Gość na filmie wygląda jak typowy polski "prywatny przedsiębiorca", czyli cwaniaczek o średnich kompetencjach, który myśli, że jak założy drogi gajer, to nie widać słomy w butach. Przyjechał kolejny przekozak, syneczek, zwykły dresik nazywany "panem" prowokacyjnie filmujący niewinnego tatusia. Policjantka nie próbuje mu wyrwać telefonu, tylko wykręcić rękę (telefon głąb trzyma w prawej ręce, a policjantka go szarpie za lewą). Wniosek jest prosty: jakby stary komuch zamiast siedzieć w samochodzie, co powinien robić, jak policjant nie zaleci inaczej, to akcji by nie było.

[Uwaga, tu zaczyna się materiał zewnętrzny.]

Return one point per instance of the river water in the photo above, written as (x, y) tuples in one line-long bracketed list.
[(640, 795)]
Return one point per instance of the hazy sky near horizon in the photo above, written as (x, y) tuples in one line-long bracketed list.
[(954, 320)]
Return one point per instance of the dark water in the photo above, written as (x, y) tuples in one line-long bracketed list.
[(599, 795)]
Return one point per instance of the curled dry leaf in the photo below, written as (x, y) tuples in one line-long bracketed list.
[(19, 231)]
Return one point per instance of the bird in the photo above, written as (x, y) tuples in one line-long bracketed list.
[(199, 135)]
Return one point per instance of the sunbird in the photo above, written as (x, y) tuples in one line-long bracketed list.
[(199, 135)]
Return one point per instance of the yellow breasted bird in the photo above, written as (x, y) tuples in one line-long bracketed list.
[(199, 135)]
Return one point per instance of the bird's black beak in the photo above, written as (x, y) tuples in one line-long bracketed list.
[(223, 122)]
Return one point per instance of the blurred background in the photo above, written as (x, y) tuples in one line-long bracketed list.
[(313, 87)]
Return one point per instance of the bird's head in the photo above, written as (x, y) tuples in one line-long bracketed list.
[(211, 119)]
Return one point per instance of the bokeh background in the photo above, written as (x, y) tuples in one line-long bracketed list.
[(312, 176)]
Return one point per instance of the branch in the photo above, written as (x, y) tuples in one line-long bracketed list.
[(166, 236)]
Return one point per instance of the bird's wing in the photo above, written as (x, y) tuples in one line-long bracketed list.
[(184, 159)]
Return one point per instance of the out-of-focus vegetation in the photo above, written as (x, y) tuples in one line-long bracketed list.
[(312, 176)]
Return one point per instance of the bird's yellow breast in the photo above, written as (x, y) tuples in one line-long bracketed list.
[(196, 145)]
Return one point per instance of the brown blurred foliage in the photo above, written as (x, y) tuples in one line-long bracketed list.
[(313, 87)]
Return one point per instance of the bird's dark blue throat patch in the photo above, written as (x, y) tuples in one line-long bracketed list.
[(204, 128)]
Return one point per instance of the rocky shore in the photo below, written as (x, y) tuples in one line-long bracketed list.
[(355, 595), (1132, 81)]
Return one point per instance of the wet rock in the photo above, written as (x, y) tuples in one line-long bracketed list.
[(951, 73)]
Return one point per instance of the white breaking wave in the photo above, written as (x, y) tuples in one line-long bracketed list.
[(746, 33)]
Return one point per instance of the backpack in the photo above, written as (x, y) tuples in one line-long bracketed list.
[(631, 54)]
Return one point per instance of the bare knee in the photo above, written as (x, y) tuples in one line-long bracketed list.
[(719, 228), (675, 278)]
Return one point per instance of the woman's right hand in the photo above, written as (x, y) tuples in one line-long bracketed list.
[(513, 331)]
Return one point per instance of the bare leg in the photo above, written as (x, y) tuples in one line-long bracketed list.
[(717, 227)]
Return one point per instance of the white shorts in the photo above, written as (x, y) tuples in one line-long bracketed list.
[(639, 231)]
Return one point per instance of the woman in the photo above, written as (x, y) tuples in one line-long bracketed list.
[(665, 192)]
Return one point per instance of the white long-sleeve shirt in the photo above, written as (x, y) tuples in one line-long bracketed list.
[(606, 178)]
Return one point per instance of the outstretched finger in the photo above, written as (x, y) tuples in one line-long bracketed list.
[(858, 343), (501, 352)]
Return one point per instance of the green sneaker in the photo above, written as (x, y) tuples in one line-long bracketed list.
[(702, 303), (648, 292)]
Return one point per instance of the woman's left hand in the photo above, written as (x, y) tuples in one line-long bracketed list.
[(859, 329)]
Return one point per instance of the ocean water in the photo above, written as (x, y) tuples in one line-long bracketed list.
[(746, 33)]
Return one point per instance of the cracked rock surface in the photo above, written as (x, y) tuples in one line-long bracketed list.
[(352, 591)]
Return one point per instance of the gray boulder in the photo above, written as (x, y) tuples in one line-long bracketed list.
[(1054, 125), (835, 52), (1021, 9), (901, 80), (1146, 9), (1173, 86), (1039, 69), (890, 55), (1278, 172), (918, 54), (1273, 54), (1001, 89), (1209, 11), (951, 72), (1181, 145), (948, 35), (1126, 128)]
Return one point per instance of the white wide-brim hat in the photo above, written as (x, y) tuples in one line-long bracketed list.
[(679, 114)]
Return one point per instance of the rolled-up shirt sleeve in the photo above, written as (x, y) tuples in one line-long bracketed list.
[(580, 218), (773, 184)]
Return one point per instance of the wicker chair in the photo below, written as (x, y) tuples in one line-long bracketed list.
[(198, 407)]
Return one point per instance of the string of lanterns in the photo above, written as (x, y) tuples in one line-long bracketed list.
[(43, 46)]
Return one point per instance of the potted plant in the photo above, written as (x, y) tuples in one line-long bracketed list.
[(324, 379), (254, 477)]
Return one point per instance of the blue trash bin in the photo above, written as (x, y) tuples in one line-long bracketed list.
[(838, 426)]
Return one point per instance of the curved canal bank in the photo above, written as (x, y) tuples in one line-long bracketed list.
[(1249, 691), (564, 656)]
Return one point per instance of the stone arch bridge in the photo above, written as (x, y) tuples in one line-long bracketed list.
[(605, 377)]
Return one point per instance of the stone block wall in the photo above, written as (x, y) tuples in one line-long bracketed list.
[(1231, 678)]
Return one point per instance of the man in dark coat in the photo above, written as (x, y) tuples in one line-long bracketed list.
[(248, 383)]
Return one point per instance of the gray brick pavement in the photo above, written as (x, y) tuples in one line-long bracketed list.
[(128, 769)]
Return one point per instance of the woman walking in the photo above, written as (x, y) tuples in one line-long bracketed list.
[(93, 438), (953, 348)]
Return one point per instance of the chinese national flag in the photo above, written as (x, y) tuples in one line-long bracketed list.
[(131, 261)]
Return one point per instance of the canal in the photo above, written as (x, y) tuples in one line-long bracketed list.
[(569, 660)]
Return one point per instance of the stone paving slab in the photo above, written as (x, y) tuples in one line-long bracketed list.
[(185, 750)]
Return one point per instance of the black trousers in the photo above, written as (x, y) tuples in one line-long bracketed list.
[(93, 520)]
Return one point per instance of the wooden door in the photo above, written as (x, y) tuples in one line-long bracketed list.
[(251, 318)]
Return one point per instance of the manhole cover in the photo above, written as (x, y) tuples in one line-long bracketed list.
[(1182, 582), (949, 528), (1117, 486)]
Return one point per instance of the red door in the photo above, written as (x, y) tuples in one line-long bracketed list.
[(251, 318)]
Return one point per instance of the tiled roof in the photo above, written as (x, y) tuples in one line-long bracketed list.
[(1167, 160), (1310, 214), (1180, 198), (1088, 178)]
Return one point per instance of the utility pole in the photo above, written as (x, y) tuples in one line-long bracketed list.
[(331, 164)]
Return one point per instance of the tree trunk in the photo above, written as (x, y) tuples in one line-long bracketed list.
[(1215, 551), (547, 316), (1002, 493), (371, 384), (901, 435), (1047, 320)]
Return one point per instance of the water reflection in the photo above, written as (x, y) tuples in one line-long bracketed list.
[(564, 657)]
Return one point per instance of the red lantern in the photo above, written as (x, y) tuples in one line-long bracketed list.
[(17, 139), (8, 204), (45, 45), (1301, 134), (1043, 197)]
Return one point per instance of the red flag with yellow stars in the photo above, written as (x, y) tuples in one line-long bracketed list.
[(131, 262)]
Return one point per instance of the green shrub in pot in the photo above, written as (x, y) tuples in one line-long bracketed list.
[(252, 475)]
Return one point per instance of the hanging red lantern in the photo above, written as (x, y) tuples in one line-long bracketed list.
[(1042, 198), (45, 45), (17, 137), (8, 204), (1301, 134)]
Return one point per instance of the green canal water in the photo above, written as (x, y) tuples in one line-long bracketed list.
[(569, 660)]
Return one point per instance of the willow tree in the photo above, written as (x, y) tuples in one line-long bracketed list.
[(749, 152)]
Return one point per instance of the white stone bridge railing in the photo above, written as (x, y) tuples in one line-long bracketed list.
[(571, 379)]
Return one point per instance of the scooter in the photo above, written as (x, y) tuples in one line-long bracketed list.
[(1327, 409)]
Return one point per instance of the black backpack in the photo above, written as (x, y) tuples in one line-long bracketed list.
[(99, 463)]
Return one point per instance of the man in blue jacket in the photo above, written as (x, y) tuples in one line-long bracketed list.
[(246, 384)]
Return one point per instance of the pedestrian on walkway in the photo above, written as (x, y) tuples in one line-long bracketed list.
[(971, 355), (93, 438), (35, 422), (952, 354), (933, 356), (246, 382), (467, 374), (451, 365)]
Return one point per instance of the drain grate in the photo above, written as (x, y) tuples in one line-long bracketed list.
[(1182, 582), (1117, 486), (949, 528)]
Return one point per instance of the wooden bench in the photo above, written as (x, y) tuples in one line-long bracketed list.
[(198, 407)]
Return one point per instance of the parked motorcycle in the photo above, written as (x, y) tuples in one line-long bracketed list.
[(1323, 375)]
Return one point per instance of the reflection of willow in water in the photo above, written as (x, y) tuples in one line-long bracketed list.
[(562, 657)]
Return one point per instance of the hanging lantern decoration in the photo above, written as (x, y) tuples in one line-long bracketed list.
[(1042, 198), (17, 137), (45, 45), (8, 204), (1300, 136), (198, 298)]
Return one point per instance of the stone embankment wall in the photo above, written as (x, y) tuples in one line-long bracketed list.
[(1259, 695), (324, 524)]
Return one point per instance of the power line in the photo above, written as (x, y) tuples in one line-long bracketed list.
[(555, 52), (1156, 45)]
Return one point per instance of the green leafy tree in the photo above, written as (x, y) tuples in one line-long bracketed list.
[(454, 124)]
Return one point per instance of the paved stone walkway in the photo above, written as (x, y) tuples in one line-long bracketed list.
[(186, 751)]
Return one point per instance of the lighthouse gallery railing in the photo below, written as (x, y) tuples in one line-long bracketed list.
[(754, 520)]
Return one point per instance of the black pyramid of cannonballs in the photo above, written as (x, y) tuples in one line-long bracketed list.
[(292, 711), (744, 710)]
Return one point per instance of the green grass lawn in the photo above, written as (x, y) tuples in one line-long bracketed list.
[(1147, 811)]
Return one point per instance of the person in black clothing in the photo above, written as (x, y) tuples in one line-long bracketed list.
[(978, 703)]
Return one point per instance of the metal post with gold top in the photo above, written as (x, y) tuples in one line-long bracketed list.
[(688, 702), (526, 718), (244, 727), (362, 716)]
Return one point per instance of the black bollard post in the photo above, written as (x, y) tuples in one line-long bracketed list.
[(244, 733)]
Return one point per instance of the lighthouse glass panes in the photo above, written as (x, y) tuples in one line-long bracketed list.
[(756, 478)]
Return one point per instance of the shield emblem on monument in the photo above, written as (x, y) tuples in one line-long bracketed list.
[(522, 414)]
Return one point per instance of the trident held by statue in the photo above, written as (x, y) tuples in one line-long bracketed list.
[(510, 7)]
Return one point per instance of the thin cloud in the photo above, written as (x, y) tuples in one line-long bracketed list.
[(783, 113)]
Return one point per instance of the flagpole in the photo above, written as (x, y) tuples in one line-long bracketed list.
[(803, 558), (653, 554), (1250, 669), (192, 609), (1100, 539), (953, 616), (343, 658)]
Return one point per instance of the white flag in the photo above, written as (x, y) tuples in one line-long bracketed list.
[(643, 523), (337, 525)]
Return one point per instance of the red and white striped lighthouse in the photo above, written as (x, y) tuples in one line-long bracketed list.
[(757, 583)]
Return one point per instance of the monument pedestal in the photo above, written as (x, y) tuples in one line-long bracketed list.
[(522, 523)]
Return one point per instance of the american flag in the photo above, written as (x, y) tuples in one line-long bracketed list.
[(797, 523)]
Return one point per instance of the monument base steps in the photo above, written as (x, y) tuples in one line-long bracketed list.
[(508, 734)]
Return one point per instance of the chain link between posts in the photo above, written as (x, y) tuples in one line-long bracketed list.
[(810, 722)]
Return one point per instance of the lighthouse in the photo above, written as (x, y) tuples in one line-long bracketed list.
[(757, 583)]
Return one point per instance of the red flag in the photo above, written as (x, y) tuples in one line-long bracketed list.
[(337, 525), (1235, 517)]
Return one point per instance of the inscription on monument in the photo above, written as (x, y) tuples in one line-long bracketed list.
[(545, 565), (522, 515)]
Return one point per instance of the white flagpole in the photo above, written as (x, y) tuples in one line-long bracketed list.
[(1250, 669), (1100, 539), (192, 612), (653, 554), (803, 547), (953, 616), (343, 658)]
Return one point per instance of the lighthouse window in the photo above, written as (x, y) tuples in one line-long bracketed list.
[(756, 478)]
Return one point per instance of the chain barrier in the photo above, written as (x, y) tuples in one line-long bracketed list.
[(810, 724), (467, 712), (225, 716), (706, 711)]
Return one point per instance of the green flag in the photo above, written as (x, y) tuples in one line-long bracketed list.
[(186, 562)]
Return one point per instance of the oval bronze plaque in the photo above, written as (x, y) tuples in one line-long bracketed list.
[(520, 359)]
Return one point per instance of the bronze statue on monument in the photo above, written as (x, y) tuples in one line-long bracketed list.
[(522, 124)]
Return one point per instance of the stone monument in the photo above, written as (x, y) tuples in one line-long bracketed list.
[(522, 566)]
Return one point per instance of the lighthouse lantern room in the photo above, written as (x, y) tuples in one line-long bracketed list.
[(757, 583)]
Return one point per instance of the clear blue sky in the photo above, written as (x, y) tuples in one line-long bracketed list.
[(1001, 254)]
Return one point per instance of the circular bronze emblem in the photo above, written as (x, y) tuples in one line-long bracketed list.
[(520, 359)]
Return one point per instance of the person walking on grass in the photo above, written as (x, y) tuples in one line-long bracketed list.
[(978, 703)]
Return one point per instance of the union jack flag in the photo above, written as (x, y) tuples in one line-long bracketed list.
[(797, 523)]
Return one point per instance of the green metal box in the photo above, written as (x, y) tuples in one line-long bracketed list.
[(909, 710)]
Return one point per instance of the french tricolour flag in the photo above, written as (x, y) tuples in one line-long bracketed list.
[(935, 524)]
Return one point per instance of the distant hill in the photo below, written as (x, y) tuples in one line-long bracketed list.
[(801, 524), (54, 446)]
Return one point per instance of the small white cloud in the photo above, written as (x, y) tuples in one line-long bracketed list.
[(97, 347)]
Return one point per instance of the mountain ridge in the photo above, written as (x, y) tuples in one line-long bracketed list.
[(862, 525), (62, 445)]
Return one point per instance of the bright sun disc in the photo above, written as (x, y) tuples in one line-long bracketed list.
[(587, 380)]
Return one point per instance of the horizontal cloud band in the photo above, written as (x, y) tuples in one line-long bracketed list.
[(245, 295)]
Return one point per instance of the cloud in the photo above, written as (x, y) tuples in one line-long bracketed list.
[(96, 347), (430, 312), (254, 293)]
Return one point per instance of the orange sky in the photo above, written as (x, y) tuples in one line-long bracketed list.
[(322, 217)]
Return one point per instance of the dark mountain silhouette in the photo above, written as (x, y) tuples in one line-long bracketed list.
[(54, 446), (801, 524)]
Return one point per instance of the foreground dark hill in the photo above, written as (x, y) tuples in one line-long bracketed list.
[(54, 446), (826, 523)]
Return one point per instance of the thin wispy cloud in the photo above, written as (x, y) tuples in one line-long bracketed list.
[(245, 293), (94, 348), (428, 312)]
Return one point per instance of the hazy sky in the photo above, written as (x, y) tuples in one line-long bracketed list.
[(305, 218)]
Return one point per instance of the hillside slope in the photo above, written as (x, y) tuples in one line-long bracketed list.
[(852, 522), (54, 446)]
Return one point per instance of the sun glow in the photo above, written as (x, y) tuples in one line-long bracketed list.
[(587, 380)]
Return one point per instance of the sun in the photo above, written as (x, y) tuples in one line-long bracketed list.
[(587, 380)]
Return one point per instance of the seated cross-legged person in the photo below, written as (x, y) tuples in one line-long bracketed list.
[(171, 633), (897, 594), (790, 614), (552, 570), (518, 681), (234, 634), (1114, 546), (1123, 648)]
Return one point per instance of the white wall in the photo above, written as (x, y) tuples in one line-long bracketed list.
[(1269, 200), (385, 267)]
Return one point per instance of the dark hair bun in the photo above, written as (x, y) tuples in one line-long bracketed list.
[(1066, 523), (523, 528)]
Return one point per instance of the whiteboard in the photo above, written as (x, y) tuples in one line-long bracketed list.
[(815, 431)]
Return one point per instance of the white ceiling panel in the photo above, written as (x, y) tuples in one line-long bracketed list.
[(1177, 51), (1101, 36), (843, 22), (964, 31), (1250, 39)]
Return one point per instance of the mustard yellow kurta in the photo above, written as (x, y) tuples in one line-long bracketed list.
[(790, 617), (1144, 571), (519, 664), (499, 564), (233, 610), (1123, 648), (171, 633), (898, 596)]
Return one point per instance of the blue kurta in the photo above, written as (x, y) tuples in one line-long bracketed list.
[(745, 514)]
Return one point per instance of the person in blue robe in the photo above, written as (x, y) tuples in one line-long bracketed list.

Żenujące jest, że w imie chorej nienawiści niektórych do policji, bronią bezkrytycznie jakiegoś cwaniaczka.
karington napisał/a:
PS. Przepraszam za składnie, ubolewam nad tym że na polibudzie nie ma zajęć z naszego ojczystego języka.
Posiadacz Matury powinien potrafić poprawnie wypowiadać się. Nauka języka polskiego na studiach, to trochę za późno. Ale sądząc po poziomie twojej wypowiedzi, ta "polibuda" to też musiało być straszne dno, jak taki imbecyl był w stanie się utrzymać.
konto usunięte
2015-09-19, 0:37
@tranzystor nie zesraj się
konto usunięte
2015-09-20, 22:26
tranzystor napisał/a:
jak dla mnie obie strony są mało wiarygodne.
To już ustaliliśmy - że przedsiębiorca jest z definicji nieuczciwy, bo przecież kto by mógł się uczciwe w tym kraju czegoś dorobić oprócz garba
Generalnie wokół tego zbudowałeś całą swoją analizę sytuacji.
Podchodzisz emocjonalnie, zamiast racjonalnie.
voidinfinity napisał/a:
Podchodzisz emocjonalnie, zamiast racjonalnie.
Wręcz przeciwnie, podchodzę bardzo racjonalnie i konkretnie. Stwierdziłem na wstępie, że nie znamy początku zajścia, więc nie można jednoznacznie stwierdzić czyjejś winy. Na filmie natomiast widać dość agresywne zachowanie "biznesmana" w kajdankach i jego dresika, czyli synka. Ale Ty, żeby się przypodobać gimbusom orzekłeś odrazu winę Policji, bo przecież JPna100%.